Uzmanların görüşleri, bu tahminin ne denli gerçekçi olduğunu sorgulatıyor. Matematiksel ve bilimsel verilere dayanan bu tür tahminlerin yanı sıra, Hoogerbeets’in bireysel gökyüzü yorumları da eleştiriliyor. Ancak, deprem güvenliği üzerine yapılan bu tartışmaların ve araştırmaların, toplumu bilinçlendirmek açısından oldukça önemli olduğu aşikar. Türkiye’nin, depreme hazırlık konusunda alması gereken önlemler ise daha fazla tartışma ve kaynak oluşturmakta. Hoogerbeets’in tahminleri, hem bilim dünyasında hem de halk arasında bu önemli konu üzerinde düşünmeyi teşvik ediyor.

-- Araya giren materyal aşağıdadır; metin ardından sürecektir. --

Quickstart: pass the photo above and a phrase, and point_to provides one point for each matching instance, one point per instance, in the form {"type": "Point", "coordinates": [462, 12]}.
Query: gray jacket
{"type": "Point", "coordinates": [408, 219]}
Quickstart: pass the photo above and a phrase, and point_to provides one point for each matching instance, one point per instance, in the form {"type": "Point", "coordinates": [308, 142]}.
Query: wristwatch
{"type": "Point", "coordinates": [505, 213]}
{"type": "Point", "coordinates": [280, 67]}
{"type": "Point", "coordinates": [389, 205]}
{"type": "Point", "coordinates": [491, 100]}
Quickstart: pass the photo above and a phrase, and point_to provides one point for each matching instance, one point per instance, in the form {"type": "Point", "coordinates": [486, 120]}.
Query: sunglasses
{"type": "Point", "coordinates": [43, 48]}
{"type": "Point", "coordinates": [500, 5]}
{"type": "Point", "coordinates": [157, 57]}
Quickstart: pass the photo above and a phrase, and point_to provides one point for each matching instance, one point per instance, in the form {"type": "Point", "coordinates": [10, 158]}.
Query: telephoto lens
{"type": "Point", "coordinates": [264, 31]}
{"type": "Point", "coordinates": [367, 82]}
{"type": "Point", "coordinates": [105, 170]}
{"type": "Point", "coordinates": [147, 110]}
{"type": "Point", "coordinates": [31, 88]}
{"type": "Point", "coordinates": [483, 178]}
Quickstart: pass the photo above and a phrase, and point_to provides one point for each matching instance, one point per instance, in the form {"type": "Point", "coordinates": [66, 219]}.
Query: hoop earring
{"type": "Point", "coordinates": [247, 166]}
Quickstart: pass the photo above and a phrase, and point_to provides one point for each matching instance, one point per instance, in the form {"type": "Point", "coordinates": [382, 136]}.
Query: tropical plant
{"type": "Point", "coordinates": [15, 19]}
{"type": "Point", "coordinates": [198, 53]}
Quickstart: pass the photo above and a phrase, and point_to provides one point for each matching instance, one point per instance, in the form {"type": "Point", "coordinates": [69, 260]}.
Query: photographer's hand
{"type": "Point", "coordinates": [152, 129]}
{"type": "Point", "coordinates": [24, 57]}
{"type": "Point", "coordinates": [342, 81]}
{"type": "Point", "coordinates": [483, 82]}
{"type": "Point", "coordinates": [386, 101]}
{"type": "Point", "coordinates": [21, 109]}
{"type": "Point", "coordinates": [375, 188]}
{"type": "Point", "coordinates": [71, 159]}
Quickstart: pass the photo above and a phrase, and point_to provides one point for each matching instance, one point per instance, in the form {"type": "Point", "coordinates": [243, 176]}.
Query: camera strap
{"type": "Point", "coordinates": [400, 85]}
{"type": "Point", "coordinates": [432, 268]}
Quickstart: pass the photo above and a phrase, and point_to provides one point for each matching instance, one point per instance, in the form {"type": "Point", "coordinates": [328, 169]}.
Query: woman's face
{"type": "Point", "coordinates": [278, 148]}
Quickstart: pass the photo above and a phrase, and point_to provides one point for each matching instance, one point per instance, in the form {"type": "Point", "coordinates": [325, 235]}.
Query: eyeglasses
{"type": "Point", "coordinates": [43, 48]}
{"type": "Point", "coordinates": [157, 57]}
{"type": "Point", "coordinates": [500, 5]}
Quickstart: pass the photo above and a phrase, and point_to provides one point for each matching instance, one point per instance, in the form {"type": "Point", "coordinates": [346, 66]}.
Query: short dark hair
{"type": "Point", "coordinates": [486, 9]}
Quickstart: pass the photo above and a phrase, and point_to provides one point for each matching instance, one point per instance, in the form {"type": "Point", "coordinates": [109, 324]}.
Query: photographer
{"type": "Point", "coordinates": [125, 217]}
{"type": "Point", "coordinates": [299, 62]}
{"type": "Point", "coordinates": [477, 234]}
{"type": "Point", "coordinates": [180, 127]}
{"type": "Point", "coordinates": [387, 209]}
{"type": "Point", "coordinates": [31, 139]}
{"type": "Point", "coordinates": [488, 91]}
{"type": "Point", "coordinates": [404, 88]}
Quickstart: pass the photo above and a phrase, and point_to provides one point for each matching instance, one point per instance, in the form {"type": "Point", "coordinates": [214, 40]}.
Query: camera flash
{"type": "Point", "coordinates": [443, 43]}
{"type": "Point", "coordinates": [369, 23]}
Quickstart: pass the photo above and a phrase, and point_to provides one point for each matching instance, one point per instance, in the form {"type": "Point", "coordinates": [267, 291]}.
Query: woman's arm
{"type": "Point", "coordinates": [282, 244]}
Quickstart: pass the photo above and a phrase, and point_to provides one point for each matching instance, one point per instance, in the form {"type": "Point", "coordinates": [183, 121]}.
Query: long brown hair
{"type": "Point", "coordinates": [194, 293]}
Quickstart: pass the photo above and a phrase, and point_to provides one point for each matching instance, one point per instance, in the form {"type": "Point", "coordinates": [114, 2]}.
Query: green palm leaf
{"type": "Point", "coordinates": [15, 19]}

Sonuç olarak, uzmanlar Frank Hoogerbeets’in tahminlerine karşı iki farklı yaklaşım sergiliyor. Bir kısım, onun analizlerini bilgilendirici ve faydalı bulurken; bir başka kısım ise, bilimsel temeli zayıf bulmakta. Ancak her iki görüş de, toplumun deprem gerçeğiyle yüzleşmesi ve bu konuda hazırlık yapması gerektiğini vurguluyor. İstanbul’da bir felaket yaşanmadan önce, devletin ve bireylerin alması gereken önlemler hakkında farkındalık yaratmak, bu tür tahminlerin en önemli katkısı olabilir.
Özellikle şehirleşmenin arttığı ve birçok yapının depreme dayanıklılığının sorgulandığı bu dönemde, Hoogerbeets’in açıklamaları üzerine şehir yetkililerinin ve halkın dikkatini artıracağı öngörülüyor. İstanbul halkının, herhangi bir doğal afete karşı hazırlıklı olması gerektiği gerçeği; eğitim, kaynak ve bilgi paylaşımı ile perçinlenmeli. Zira gelecekte olası bir depremin etkileri, sadece fiziksel kayıplarla sınırlı kalmayıp, sosyoekonomik dengenin de sarsılmasına yol açabilir.